What is the primary factor affecting the vapour pressure of a pure liquid?

The primary factor affecting the vapour pressure of a pure liquid is temperature. As the temperature increases, the kinetic energy of the liquid molecules also increases. More molecules gain sufficient energy to overcome the intermolecular forces holding them in the liquid phase and escape into the vapour phase. This leads to a higher concentration of vapour molecules above the liquid, resulting in a higher vapour pressure at equilibrium. The nature of the liquid (intermolecular forces) also plays a crucial role, but for a given liquid, temperature is the variable that changes its vapour pressure.

Why does adding a non-volatile solute lower the vapour pressure of a solvent?

When a non-volatile solute is added to a volatile solvent, the solute particles occupy some of the surface area of the solvent. This reduces the number of solvent molecules exposed at the surface that can escape into the vapour phase. Consequently, the rate of evaporation of the solvent decreases. While the rate of condensation of solvent molecules from the vapour phase remains largely unaffected initially, a new equilibrium is established at a lower concentration of vapour molecules, leading to a lower vapour pressure compared to the pure solvent.

What defines an ideal solution in terms of vapour pressure?

An ideal solution is one that strictly obeys Raoult's Law over the entire range of concentrations and temperatures. In terms of vapour pressure, this means that the partial vapour pressure of each volatile component in the solution is directly proportional to its mole fraction and its vapour pressure in the pure state ($P_A = X_A P_A^0$). Crucially, for an ideal solution, the intermolecular forces between solute-solvent molecules are identical to the average of the intermolecular forces between solute-solute and solvent-solvent molecules. This results in no heat change and no volume change upon mixing.

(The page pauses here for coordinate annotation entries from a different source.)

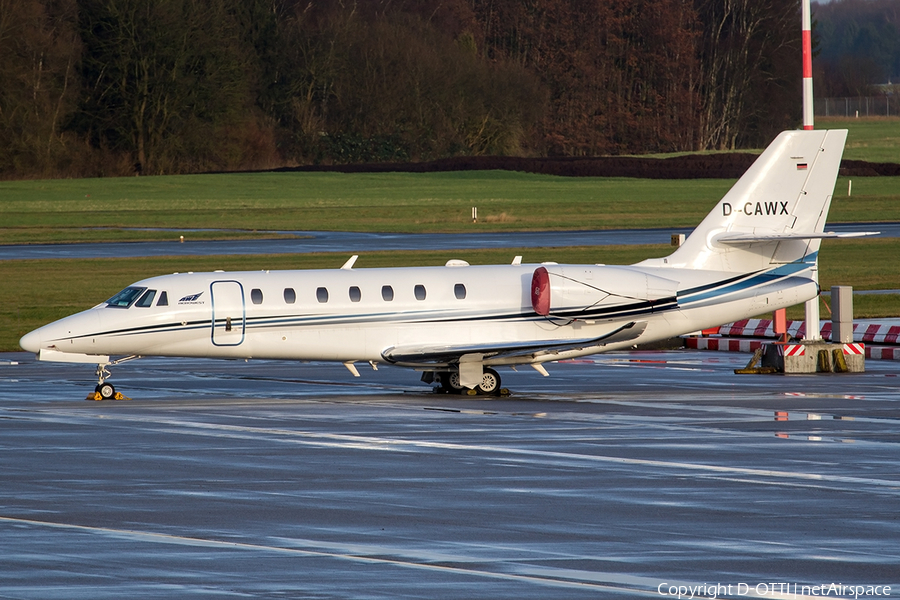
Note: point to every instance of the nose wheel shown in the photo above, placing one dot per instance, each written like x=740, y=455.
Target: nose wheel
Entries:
x=106, y=391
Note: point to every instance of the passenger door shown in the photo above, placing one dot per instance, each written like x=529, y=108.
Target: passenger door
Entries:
x=228, y=313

How do positive and negative deviations from Raoult's Law differ at the molecular level?

Positive deviations occur when the intermolecular forces between solute and solvent molecules (A-B) are weaker than the average of the forces between pure components (A-A and B-B). This makes it easier for molecules to escape into the vapour phase, leading to a higher vapour pressure than predicted. Conversely, negative deviations occur when A-B interactions are stronger than A-A and B-B interactions. These stronger attractions make it harder for molecules to escape, resulting in a lower vapour pressure than predicted by Raoult's Law.

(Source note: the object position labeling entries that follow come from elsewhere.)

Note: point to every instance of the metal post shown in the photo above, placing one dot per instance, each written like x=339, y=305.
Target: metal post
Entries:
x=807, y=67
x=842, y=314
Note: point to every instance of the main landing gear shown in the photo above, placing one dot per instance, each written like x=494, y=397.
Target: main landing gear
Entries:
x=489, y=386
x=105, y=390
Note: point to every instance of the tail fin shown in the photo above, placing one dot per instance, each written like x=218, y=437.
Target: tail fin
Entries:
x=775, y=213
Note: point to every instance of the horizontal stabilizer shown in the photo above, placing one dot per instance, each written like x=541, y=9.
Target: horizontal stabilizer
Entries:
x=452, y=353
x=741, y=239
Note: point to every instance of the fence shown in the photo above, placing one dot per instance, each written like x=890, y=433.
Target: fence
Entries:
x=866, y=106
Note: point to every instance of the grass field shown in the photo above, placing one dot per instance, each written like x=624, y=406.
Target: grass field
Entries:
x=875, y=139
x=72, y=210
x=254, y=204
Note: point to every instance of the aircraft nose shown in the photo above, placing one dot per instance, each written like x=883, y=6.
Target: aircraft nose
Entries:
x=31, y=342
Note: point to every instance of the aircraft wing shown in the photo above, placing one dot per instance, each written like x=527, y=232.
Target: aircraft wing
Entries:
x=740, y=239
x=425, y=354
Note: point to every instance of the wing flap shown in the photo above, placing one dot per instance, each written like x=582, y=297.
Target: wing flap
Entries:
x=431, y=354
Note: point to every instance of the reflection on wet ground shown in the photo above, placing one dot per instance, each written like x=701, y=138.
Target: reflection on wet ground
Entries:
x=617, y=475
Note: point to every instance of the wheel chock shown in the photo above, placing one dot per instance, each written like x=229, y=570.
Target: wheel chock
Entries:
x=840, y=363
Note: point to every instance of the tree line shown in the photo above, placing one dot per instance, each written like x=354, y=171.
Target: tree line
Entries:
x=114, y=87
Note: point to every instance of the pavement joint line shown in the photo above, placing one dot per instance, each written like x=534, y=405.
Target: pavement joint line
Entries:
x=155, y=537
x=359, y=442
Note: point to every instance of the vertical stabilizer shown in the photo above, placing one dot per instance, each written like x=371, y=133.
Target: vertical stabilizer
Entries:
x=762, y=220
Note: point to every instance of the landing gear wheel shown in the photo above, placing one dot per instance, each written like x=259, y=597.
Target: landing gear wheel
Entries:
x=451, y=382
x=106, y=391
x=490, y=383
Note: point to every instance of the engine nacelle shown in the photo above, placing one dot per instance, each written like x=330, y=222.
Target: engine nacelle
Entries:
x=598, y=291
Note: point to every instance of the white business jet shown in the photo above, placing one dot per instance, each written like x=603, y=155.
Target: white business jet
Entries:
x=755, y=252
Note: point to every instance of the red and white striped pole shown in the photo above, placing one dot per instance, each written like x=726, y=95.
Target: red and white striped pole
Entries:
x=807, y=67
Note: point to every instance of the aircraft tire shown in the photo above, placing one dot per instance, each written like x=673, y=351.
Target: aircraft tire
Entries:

Can azeotropes be separated by simple fractional distillation?

No, azeotropes cannot be separated into their pure components by simple fractional distillation. An azeotrope is a special type of liquid mixture that boils at a constant temperature and distills without changing its composition. This happens because the composition of the vapour phase is exactly the same as the composition of the liquid phase at its boiling point. Since distillation relies on differences in volatility (and thus vapour phase composition), azeotropes behave like pure compounds during distillation, making their separation by this method impossible.

What is the significance of the relative lowering of vapour pressure?

The relative lowering of vapour pressure ($\frac{P^0 - P_s}{P^0}$) is a colligative property, meaning it depends only on the number of solute particles, not their identity. Its significance lies in its direct proportionality to the mole fraction of the non-volatile solute ($X_B$). This relationship allows us to determine the molar mass of an unknown non-volatile solute by experimentally measuring the lowering of vapour pressure. It's a fundamental concept linking macroscopic properties to microscopic particle count.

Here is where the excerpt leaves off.